Welthandel: Materialengpassproblematik verschärft sich im Sommer

Die strikte Null-Covid-Politik Pekings hat zu markanten Schiffsstaus vor den chinesischen Küsten geführt. Die fehlenden Seefrachtkapazitäten dürften ab Juni auch hierzulande die bestehenden Materialengpässe weiter verschärfen. Mit einer zeitnahen Entspannung ist nicht zu rechnen.

 

 

Die harten Beschränkungen in wichtigen chinesischen Hafenregionen haben neben dem Überfall Russlands auf die Ukraine den Welthandel bereits im März empfindlich getroffen. Das zeigen unter anderem ernüchternde Exportdaten aus Deutschland. Wobei vor allem die Ausfuhren nach China markant nachgegeben haben.

Große Sorge bereitet seit Anfang April vor allem die strikte Abriegelung der chinesischen Megametropole Schanghai.
Dort, vor dem größten Hafen der Welt, kam es temporär im April zu einem rasanten Anstieg ankernder Containerschiffe, die auf Abfertigung warteten. Inzwischen hat sich die zugespitzte Lage, aufgrund behördlicher Maßnahmen und Umleitungen beispielsweise in die südlich gelegene Hafenregion Zhoushan-Ningbo, zwar wieder etwas beruhigt. Die Zahl der abfahrenden Containerschiffe aus Schanghai bleibt jedoch deutlich hinter den Möglichkeiten in Normalzeiten zurück.

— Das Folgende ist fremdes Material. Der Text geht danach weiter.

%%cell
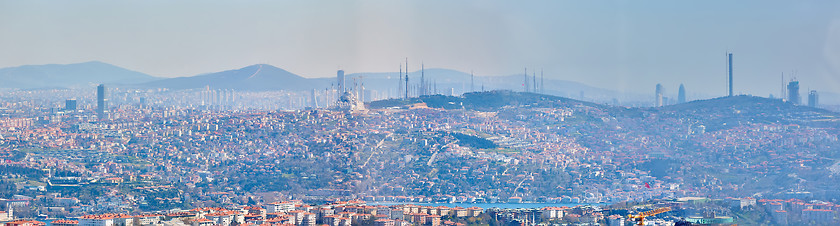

Die markanten Schiffsstaus vor wichtigen internationalen Häfen beeinträchtigen aktuell auch die nordeuropäischen Häfen wie beispielsweise in Hamburg. Dieser Zustand könnte sich durch die aktuellen Staus vor Chinas Häfen nun weiter verschärfen. Geht man von einer Seefrachtdauer zwischen Schanghai und Hamburg von 30 bis 40 Tagen aus, dann sollte der Mangel an verfügbaren Frachtkapazitäten in etwa ab Juni auch die deutschen Häfen treffen. In der Konsequenz dürfte es zu einer Verschärfung der bestehenden Materialengpässe kommen, wodurch vermehrte Störungen im Produktionsablauf des verarbeitenden Gewerbes zu befürchten sind.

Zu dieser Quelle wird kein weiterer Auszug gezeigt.